Aji tak menanggapi. Ia kembali fokus memperbaiki pintu.
"Makasih, ya," ucap Dita lagi.
"Buat?"
"Buat semuanya. Karena aku gak bisa bayangin kalo misalkan aku sendirian, dengan pintu yang rusak, di rumah ini. Aku gak bisa bayangin."
"Ya, udah. Gak usah dibayangin, hehe," canda Aji. Dita hanya manyun.
"Oke, udah selesai, nih. Kita mau ngapain sekarang? Baru jam tujuh."
"Baru jam tujuh? Mungkin harusnya tuh, udah jam tujuh."
"Sama aja. Ini udah jam tujuh. Kita mau ngapain?"
"Aku gak akan tidur malam ini," ucap Dita mantap.
"Kenapa lagi?

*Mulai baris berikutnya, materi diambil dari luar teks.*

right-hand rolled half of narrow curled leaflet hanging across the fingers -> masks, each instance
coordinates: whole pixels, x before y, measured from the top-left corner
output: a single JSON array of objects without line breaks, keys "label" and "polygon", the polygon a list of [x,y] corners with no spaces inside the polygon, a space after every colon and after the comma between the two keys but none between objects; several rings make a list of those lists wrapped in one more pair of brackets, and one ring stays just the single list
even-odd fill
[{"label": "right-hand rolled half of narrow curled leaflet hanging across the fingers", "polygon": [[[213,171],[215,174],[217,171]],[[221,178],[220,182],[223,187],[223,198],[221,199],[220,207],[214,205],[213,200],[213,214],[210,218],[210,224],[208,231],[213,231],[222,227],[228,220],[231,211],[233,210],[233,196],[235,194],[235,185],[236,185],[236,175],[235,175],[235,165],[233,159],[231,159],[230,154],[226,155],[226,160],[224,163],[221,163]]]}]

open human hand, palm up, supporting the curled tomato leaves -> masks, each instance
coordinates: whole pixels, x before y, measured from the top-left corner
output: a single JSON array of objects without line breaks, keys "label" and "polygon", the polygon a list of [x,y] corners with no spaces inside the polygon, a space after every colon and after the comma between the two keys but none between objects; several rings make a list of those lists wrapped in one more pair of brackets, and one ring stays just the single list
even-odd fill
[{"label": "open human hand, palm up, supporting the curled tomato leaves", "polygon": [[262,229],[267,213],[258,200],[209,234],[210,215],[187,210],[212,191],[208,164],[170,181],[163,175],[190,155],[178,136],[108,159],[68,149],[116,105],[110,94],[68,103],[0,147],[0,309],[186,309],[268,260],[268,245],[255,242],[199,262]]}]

Tetangga aneh itu gak akan datang lagi malam ini. Aku jamin."
"Gak, aku gak bakalan tidur malam ini. Aku begadang sampai pagi."
Kalimat Dita yang sedemikian mantap, membuat Aji tak ingin berbicara lebih banyak lagi.
Mereka berdua kembali menyeduh kopi dan memutuskan untuk berbincang di ruang tamu. Meskipun jujur saja, mata Aji sudah sangat berat, tapi laki-laki itu mana tega membiarkan Dita begadang sendirian.
"Udah tenang sekarang?" tanya Aji sambil menyeruput kopi untuk ke sekian kali.
"Lumayan. Aku tadi beneran kaget."
Aji mengangguk. "Ya, gak mungkin kalo gak kaget. Dia tiba-tiba ada di dapur tadi. Aku juga kaget pas pertama lihat."
"Kamu mikirnya apa?"
"Haha, aku pikir dia kayak Tian."
"Kamu mikir kalau tetangga aneh itu sebangsa kayak Tian? Iya juga, sih. Dia aneh. Mukanya juga nyeremin. Keliatan gak keurus gitu."
"Makanya, kupikir sama kayak Tian. Tapi ternyata bukan."
"Aneh banget, sih. Kamu ini beneran indigo gak, sih? Kok malah gak bisa bedain mana hantu dan mana yang masih manusia?"
Lagi-lagi, Dita meragukan keindigoan Aji.
"Haha, aku kan udah bilang, kemampuan aku ini masih yang susah dibilang kuat. Aku masih yang ...."
"Oke-oke. Tipis-tipis, kan?"
Aji tertawa. "Nah, itu kamu tahu."
"Oh, iya, Ta. Gak apa-apa kalau aku ngomongin Tian lagi?"
Dita mengangguk. "Boleh. Kenapa dengan Tian? Dia ada di sini?" tanya Dita sambil celingukan.
"Hehe, enggak. Dia gak ada di sini."
"Terus?"
"Aku mau bilang kalau, bukan cuma Tian yang ternyata ada di rumah kamu."
"Oke, aku tahu. Kemarin kan kamu bilang ada banyak yang tinggal di rumah ini selain Tian."
"Iya. Maksudku, orang tuanya Tian juga ada di sini."
"Hah?"
"Iya. Mereka ada di kamar kamu. Mereka tinggal di sana. Aku lihat mereka."